It’s been a damn good year for Amazon (s amzn). On October 1st, the day of the federal government shutdown, Amazon’s stock was up more than 8 points when the market closed. Year-over-year, Amazon stock is up 24 percent, despite global threats (Syria), political contention (Obamacare) and overall a highly volatile period for corporate earnings.
It seems logical that the continued success of Amazon’s cloud computing business, AWS, has something to do with these gains. At this year’s AWS Summit in New York City, Amazon CTO Werner Vogels said that AWS Marketplace has seen a 102 percent increase in customers since the start of 2013, and a 53 percent increase in usage of services per customer.
Customers love AWS because it’s extremely affordable and easy to spin up a server for new project or to scale up an existing one. Amazon continues to match or beat formidable competitors such as Microsoft and Google on pricing.
Yet don’t forget: EC2 is a commodity cloud architecture, which means there will be variations and occasional disruptions in performance, network latency and reliability in exchange for considerable value.

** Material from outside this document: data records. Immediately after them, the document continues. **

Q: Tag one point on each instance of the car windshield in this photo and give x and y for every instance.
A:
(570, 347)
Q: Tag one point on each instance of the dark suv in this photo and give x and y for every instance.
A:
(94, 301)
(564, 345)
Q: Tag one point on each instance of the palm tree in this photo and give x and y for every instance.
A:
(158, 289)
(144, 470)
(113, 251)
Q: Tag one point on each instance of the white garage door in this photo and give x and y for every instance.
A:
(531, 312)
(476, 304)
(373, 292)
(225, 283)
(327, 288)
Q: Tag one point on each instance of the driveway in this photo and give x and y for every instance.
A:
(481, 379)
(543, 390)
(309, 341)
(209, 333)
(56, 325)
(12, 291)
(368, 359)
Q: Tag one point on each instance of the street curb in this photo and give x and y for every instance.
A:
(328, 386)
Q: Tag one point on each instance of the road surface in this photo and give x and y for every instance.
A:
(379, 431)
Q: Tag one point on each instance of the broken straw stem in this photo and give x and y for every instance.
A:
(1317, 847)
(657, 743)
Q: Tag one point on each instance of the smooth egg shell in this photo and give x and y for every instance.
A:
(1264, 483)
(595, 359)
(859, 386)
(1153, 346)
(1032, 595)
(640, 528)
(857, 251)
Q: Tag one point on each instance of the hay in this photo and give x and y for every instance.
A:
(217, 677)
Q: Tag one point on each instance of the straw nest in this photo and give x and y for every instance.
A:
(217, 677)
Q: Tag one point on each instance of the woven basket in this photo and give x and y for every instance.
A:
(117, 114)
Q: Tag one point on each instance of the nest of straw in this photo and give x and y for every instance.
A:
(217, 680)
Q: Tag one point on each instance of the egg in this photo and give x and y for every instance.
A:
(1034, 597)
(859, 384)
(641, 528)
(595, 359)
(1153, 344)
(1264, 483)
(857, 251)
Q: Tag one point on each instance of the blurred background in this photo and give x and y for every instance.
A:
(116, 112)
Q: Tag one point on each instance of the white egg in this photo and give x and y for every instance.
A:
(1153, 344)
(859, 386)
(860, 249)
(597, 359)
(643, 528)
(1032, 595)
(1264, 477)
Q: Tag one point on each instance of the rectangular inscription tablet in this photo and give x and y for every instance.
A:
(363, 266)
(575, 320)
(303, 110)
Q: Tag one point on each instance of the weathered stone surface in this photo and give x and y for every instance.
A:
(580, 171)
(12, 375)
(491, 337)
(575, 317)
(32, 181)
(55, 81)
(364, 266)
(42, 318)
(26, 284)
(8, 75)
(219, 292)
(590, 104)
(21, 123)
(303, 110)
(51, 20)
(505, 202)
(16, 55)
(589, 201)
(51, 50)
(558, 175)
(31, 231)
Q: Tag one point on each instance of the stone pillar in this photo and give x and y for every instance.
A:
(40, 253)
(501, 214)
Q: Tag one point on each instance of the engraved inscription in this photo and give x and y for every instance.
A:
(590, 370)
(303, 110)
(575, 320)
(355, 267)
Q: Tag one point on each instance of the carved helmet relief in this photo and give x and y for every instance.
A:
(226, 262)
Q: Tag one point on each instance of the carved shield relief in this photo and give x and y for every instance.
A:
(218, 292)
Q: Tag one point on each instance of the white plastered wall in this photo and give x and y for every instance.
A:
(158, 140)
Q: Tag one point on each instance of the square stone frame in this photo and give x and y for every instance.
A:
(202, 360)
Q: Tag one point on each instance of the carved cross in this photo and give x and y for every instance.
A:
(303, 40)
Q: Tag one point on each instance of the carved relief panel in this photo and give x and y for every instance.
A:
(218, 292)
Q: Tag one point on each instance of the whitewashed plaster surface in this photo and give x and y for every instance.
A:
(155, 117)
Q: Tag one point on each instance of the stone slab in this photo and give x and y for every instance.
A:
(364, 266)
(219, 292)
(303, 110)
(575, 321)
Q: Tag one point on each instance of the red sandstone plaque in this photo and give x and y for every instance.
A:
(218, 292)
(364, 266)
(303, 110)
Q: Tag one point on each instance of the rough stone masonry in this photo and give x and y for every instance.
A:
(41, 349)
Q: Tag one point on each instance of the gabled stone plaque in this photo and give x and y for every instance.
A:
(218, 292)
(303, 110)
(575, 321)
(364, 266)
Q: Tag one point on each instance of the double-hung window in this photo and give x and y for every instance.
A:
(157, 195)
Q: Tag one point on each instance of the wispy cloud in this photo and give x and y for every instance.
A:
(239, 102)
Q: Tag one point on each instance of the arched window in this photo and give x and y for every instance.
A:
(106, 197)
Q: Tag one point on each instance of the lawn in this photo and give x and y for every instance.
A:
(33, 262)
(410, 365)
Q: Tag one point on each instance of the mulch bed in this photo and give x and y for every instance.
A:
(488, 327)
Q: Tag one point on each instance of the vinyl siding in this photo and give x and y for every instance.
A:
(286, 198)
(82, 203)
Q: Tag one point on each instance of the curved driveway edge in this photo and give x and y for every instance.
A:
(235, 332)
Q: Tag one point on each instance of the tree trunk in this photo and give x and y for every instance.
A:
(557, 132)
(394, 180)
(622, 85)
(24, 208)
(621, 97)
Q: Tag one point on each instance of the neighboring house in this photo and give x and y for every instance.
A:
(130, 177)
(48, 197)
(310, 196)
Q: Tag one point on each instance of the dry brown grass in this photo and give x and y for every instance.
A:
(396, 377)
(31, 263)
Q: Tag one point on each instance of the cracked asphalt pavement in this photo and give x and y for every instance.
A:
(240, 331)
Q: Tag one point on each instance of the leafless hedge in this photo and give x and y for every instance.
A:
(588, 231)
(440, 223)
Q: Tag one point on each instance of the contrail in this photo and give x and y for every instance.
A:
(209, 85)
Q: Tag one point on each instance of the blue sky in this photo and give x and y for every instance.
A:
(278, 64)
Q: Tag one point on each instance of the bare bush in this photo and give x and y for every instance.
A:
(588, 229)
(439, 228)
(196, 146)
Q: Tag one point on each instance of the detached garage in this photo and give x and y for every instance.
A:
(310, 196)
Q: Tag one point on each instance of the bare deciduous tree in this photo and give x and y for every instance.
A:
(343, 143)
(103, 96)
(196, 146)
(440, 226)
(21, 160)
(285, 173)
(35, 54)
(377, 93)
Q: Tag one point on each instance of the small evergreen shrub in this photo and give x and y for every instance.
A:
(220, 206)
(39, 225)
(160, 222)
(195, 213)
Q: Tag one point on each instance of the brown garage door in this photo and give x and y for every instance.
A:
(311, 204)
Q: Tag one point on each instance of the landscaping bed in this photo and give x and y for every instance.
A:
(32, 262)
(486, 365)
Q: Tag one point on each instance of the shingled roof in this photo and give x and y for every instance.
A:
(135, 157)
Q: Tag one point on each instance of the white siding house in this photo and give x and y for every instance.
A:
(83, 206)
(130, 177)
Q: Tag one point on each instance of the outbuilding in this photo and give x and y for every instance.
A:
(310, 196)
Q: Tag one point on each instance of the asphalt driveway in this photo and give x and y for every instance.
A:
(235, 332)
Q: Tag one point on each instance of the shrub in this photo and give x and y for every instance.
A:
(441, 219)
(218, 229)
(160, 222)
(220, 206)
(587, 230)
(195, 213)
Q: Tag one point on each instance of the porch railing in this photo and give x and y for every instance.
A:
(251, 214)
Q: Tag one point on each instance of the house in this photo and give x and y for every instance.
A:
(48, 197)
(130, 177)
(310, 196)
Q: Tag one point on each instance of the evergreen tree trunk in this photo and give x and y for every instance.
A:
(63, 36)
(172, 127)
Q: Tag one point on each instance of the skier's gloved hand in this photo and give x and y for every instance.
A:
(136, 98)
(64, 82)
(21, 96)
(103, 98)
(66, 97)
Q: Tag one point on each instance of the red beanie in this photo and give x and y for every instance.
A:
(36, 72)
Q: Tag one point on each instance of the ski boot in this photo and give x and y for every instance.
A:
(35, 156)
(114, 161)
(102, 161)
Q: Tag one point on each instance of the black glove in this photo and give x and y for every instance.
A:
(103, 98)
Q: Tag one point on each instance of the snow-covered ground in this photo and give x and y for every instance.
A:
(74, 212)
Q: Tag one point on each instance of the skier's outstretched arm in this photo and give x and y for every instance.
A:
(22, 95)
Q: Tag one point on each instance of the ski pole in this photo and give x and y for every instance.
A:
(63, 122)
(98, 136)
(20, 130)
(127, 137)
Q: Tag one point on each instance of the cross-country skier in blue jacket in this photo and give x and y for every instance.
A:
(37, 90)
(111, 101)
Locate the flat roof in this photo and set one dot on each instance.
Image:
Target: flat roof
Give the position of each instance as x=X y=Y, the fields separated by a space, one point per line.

There will be slowdowns and outages on AWS, and as with an internal data center; you must plan for them, design your apps for unpredictability in the cloud and measure performance all the time. WHere are a few tips on how to manage risk, optimize performance, close security gaps and get to agility nirvana while using AWS (or any other large public cloud provider).
- Application design: Closely align your development strategy with the architecture of AWS or any other major cloud provider. Amazon publishes information on its architecture and configurations to help customers optimize services to run on the platform, and you can hire AWS solution architects to help in that effort. At a certain point, you may want to engage in a deeper investment in Amazon’s PaaS offerings, such as by using AWS Elastic Beanstalk and OpsWorks. Doing so can help optimize performance and management of your cloud applications further.
- Scaling for performance: Design your cloud architecture for horizontal scaling, which will help cost-effectively achieve performance as demand grows as well as deliver a healthy measure of backup and redundancy. While horizontal scaling in traditional IT environments has typically been about over-provisioning, don’t overdo that in the cloud. If you are monitoring capacity and demand in real-time, you can provision resources at the point of need with less risk of buying hardware that sits underutilized. Elastic scaling is also important in the cloud. This is facilitated when application monitoring tools trigger events (such as adding nodes) based on capacity thresholds (such as nearing the ceiling on CPU).
Monitoring: Amazon has hundreds of components and services that are interdependent and susceptible to failure from aging hardware, electrical storms, natural disasters, integration failures or operator error. As the company continues to introduce new technologies and services for customers, invariably some will be weaker than others. Case in point is the EBS block level storage, which has been behind a few outages and can cause problems with other services that rely upon it. Real-time monitoring can help narrow down problems to a specific layer of the AWS infrastructure, which is extremely helpful to arrive at a quick resolution, such as moving the application to a more stable zone.
Use AWS CloudWatch for a base set of metrics, but you’ll need other cloud-centric tools to dig deeper. Integrate data from open source and commercial tools to provide a single-screen view of your entire environment. Modern tools should also incorporate alert mechanisms for when metrics have exceeded the parameters of normal behavior and require investigation.
Security considerations : Whether you host your applications on Amazon or some other provider, the considerations are largely the same. Do the proper diligence on the provider’s physical security, software-based security (such as AES encryption) and certifications. Policies and human behavior are always the sticking point. It’s tempting to issue shared logins, but that is just opening the door to potential trouble.
Spend the extra time to use the Identity Access Management (IAM) tool that AWS offers, which enables distinct logins per user including administrator-level permissions. You can also enable multi-factor authentication so that when users sign in to an AWS website, they must also supply an authentication code from an MFA device. The AWS Virtual Private Cloud (VPC) service allows you to add another layer of network security to your instances by creating private subnets or adding an IPsec VPN tunnel between your network and AWS.
- Cost management: Managing costs on Amazon or any other cloud provider is all about striking the right balance between benefits (such as uptime and response time) and efficiency. Monitoring tools that watch for capacity thresholds can help provision accurately in the real-time cloud infrastructure world so that you’re not over-provisioning unnecessarily. Keep in close touch with business leads, such as the marketing director, about upcoming campaigns for projects that may affect traffic volumes so you can plan ahead. Educate IT staff on best practices, such as shutting down instances when they are no longer being used to avoid unnecessary costs.
AWS, like other cloud services, has weak points and risks, and that is the trade-off of attaining quick access to flexible, low-cost infrastructure. With a team in place to monitor and manage AWS across the key areas of reliability, uptime, service levels, security, disaster recovery and costs, your company can have a positive experience in the public cloud.
Gary Read is president and CEO at Boundary.
This post was updated on Oct. 30 to correct Vogels’ title and specify that AWS Marketplace customers had grown by 102 percent.